Ein heterozygoter Protein S Mangel geht mit einem moderat erhöhten Risiko einher und findet sich im Thrombosekollektiv in bis zur 4%. Ein erworbener Protein S Mangel entsteht durch Einnahme der Pille oder bei einigen Nierenerkrankungen (nephrotisches Syndrom).

Der Antithrombinmangel ist eine seltene Störung mit einem hohen Thromboserisiko.

Er kann durch eine Sepsis, Leberzirrhose, Nierenfunktionsstörungen und chronisch entzündliche Darmerkrankungen bedingt seit und ist sehr selten genetisch bedingt (heterozygot).

Die Häufigkeit in der Normalbevölkerung liegt bei 0,02-0,05%, bei Thrombosepatienten bis 5%. Wegen des hohen Rezidivrisikos für eine Thrombose muß bereits nach der ersten Thrombose eine lebenslange orale Antikoagulation erfolgen.
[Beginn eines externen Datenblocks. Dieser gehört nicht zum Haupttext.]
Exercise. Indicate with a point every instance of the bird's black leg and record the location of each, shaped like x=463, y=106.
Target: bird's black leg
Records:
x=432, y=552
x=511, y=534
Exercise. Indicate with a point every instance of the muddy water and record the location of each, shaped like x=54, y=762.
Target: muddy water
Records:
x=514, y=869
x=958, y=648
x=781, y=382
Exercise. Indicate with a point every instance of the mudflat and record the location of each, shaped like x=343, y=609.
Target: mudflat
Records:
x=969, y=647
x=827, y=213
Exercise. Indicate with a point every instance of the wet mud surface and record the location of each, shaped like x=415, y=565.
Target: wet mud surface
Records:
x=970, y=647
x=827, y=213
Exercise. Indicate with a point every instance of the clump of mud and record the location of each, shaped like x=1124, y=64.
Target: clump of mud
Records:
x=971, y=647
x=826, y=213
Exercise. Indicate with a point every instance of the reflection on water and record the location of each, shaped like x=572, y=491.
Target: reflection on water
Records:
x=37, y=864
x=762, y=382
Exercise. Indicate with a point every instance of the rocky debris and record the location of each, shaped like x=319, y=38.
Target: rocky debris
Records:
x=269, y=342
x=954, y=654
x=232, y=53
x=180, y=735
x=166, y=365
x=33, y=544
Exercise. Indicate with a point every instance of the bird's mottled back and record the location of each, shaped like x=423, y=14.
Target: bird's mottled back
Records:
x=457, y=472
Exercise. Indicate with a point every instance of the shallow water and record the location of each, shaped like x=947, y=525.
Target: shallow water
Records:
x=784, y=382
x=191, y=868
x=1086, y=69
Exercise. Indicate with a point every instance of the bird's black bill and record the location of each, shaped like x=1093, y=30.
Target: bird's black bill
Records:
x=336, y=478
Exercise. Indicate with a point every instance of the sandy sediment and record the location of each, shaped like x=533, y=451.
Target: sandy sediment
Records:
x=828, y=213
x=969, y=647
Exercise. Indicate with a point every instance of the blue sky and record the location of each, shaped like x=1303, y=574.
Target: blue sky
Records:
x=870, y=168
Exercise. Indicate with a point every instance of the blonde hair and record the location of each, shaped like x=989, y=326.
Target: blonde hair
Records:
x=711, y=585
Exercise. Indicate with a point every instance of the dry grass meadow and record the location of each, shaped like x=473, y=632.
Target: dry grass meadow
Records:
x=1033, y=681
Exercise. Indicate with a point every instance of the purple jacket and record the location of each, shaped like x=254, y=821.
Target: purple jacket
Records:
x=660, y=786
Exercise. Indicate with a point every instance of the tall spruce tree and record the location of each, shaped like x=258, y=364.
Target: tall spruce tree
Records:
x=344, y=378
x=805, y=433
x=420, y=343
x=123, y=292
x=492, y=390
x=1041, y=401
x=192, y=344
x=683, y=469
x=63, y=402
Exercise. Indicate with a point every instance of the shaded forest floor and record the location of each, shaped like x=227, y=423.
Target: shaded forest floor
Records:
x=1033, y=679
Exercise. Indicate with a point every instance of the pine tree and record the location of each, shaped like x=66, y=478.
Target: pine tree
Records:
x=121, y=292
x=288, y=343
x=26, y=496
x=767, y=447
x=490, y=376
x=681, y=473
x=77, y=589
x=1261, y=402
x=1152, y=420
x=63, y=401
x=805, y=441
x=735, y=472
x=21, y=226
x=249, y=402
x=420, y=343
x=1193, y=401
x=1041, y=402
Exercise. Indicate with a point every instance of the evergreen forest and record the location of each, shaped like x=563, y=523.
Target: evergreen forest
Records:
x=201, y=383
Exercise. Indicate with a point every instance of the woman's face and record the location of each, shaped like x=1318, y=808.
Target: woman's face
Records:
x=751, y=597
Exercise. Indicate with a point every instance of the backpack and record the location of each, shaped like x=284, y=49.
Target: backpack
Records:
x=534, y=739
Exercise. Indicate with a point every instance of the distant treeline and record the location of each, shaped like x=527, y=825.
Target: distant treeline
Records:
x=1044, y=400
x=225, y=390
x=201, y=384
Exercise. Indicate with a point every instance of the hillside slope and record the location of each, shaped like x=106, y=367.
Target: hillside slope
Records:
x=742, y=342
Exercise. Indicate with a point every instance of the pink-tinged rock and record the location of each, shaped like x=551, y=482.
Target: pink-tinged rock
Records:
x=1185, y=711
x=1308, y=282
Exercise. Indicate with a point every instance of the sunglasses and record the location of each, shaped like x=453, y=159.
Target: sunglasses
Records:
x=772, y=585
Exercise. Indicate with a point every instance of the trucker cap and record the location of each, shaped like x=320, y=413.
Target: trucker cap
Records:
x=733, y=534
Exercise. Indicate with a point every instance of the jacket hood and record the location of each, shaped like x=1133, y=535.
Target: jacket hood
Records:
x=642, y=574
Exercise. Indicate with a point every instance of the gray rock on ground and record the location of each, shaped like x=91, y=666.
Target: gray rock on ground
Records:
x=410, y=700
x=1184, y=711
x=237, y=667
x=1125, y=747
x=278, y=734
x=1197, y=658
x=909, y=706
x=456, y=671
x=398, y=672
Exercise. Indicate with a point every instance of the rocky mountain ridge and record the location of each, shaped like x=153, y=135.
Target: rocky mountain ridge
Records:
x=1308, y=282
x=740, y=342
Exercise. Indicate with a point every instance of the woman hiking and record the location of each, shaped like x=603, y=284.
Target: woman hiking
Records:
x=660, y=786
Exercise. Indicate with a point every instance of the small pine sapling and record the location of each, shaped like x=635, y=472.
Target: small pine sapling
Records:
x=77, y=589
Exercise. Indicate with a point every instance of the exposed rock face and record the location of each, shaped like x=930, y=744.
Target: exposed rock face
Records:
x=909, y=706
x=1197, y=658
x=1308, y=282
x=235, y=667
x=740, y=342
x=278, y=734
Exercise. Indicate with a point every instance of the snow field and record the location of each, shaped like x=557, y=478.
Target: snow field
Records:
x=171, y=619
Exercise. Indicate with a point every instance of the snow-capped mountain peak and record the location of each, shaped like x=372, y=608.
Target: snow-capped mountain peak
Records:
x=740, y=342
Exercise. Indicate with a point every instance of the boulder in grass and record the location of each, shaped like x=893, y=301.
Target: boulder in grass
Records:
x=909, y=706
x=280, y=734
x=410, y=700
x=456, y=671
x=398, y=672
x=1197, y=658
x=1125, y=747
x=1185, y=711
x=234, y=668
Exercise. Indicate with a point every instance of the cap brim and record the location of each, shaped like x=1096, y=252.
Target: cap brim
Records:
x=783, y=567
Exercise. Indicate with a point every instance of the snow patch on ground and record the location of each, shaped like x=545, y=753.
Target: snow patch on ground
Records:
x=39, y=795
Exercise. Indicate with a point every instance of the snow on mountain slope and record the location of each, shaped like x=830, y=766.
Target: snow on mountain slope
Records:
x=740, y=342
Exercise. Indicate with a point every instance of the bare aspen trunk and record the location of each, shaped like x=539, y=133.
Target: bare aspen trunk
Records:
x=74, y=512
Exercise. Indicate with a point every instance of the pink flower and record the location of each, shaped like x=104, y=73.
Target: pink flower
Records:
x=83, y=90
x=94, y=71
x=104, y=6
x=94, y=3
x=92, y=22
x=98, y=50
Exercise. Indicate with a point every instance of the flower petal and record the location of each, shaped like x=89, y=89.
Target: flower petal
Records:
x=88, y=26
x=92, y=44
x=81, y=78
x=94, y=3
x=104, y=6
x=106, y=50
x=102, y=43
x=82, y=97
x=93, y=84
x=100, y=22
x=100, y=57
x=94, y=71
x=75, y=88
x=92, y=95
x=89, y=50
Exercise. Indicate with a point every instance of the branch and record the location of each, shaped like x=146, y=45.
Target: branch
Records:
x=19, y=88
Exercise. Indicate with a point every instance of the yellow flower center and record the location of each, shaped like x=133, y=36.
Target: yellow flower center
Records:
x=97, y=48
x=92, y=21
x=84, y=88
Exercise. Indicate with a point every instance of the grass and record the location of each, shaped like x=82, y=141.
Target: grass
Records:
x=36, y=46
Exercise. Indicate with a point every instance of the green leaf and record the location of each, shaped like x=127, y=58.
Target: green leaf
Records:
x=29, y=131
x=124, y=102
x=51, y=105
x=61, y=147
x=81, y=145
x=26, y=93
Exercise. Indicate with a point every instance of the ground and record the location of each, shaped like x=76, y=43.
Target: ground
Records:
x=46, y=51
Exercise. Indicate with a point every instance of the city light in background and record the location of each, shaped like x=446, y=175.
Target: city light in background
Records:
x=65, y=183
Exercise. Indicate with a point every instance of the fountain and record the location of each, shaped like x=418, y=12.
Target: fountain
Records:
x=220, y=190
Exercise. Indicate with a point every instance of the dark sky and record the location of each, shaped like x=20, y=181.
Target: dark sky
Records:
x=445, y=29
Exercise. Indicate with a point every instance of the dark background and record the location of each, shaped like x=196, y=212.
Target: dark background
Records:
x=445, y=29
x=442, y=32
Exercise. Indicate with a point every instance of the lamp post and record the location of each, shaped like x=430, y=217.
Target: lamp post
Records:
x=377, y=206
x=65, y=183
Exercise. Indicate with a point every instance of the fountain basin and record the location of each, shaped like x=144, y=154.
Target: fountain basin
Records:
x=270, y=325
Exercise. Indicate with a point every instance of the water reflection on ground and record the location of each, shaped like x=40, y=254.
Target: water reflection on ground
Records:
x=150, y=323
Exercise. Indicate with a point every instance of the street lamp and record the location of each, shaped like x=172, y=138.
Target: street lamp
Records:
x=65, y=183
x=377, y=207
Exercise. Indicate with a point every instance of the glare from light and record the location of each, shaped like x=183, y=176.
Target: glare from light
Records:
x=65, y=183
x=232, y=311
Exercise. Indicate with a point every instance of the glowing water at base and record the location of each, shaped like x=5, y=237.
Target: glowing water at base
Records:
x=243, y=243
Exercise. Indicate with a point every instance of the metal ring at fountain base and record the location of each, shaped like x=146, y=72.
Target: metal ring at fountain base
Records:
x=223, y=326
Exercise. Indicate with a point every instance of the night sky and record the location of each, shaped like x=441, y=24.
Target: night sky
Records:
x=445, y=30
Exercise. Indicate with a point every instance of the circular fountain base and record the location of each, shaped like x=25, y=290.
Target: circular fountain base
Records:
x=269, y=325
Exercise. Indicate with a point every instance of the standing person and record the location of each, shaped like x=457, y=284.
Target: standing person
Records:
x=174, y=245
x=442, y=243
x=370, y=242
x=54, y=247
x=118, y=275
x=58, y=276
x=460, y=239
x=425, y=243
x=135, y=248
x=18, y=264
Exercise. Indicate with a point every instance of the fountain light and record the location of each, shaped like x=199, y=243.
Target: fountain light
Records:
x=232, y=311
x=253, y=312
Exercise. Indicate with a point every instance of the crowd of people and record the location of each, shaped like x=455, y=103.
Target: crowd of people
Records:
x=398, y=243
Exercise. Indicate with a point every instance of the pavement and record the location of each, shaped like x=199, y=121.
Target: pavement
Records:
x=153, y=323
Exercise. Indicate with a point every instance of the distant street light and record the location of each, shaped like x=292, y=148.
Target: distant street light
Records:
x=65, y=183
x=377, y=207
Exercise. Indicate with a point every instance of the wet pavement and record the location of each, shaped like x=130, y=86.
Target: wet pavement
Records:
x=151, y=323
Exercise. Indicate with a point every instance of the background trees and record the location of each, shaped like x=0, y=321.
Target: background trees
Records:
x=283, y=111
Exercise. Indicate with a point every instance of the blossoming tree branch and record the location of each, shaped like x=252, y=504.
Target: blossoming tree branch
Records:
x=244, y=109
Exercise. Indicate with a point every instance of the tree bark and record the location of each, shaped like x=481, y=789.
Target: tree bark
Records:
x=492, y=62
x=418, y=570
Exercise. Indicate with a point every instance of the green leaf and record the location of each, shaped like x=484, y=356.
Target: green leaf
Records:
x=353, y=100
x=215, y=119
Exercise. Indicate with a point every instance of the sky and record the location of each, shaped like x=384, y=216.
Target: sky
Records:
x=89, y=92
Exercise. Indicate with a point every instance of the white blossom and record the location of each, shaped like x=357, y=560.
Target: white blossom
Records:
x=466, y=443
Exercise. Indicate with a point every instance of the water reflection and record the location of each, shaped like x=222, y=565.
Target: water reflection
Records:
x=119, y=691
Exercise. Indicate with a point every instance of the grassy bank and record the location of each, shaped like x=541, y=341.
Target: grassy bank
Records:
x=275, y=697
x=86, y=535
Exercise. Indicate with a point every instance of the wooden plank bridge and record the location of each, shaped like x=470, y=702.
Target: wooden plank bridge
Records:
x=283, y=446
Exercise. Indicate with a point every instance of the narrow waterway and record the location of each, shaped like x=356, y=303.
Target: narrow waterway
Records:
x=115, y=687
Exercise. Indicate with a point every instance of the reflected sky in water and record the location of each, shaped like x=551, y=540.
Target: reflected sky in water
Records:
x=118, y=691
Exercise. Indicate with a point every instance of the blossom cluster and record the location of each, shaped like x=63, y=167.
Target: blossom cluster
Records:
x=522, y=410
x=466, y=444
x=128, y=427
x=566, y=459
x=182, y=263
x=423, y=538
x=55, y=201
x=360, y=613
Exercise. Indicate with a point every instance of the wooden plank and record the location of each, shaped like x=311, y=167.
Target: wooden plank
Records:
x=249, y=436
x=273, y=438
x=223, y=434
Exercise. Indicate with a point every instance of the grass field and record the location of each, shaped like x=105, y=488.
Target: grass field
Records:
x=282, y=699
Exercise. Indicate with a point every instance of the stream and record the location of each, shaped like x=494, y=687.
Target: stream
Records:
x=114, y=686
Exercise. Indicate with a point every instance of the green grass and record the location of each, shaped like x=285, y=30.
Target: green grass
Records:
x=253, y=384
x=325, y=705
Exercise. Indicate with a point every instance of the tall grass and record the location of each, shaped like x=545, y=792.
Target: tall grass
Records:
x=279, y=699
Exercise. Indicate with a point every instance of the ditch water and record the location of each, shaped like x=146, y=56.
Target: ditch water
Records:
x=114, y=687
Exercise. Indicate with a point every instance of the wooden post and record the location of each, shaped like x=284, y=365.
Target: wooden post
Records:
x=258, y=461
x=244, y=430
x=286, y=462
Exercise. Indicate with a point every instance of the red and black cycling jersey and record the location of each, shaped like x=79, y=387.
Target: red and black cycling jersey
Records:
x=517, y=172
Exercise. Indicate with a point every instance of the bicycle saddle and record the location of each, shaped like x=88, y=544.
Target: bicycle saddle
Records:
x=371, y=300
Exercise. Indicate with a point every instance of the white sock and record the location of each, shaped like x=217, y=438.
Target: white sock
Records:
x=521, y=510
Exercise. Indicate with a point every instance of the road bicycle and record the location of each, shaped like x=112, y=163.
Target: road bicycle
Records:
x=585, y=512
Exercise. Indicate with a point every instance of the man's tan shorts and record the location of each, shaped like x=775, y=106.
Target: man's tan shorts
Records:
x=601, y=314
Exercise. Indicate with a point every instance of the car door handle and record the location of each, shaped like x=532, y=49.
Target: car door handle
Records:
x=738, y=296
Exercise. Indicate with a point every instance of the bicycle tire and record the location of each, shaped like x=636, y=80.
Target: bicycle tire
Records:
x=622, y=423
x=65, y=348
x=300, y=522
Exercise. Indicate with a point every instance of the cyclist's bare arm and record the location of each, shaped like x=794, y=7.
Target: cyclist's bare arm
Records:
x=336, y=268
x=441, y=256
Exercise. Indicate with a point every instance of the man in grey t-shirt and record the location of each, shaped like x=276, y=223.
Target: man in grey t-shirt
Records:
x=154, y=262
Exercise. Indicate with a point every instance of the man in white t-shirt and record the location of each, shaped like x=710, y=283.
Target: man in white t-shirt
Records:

Die Hyperhomozysteinämie (Plasmaspiegel über 15 umol) ist ein Risikofaktor sowohl für venöse als auch arterielle Thrombosen. Die Neigung zu höheren Homozysteinspiegeln kann erworben oder auch angeboren sein (MTHFR-Punktmutation), bzw ist oft eine Konsequenz aus beiden.

Die Häufigkeit in der Normalbevölkerung beträgt ca 2-6%, bei Thrombosepatienten 13.27%;, das Risiko für eine Venenthrombose ist ca 3-4fach erhöht.

Die Hyperhomozysteinämie kann sich durch Einnahme von Vitamin B 6, B 12 und Folsäure normalisieren (Drogeriemarkt!!)